All those hours, the students here polished and waxed all that wood that made up this place. The thing is, the more you varnish or wax something, the drier the wood under the finish gets. And parts of this place are over a hundred and fifty years old. The place would go up like kindling. There's no way that the local fire department could get here in time. There would be nothing but the brick foundations. There would be no web for which the spider to return. But Wilks wouldn't know that. She'd bust her hump to get here, and her web would be ashes. But the Souls would still be here, patiently waiting for her. For their revenge. And why not? Some of them have been waiting for a hundred and fifty years!

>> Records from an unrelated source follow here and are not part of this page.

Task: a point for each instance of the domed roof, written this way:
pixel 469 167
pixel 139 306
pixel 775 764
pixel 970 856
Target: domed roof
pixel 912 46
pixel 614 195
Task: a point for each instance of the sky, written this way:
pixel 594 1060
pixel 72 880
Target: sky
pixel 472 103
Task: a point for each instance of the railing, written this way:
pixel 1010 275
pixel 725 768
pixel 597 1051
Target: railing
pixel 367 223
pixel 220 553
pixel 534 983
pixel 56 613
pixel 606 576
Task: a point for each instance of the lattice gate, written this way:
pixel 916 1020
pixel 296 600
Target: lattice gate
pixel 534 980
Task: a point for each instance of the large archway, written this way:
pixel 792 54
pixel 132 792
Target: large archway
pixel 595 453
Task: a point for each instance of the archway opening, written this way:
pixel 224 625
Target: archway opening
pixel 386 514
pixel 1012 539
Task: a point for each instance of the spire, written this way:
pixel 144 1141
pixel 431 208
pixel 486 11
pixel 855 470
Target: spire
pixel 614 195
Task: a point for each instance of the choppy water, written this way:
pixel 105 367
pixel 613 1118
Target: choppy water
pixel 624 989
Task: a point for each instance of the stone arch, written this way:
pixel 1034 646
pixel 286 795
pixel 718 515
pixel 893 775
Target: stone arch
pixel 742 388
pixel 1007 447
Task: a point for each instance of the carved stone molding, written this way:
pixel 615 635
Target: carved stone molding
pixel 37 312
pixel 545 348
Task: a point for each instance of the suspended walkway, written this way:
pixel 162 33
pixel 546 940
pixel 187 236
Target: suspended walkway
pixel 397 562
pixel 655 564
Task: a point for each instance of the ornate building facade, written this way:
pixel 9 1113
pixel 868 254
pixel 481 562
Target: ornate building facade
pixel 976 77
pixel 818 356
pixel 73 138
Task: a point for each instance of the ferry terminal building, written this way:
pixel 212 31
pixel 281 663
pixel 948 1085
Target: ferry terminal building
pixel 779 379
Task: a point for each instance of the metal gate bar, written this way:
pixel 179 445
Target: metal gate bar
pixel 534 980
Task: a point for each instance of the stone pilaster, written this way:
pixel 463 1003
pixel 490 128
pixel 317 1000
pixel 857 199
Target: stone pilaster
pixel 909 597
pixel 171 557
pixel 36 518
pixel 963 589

And that's MY last card, Wilks. I trumped your play without so much as straining.

Now, for the next great challenge. Living.

I looked around the basement, and actually managed to find the books that George had brought me to read. I gathered them up and took them out of the basement.

As I waited for Marcy to get her car, I watched the Souls out in the trees, flickering like fireflies. On a maudlin impulse, I pulled George's Fleetwood keychain out of my pocket and looked at it. From somewhere, one of those flickering 'fireflies' came and landed on the keychain. "George?" I whispered. The 'firefly' fluttered a bit and then flew off. She didn't rejoin the other Souls in the trees. She rose up, to - I hope - a far better destination. I love you, little sister, and Good-bye.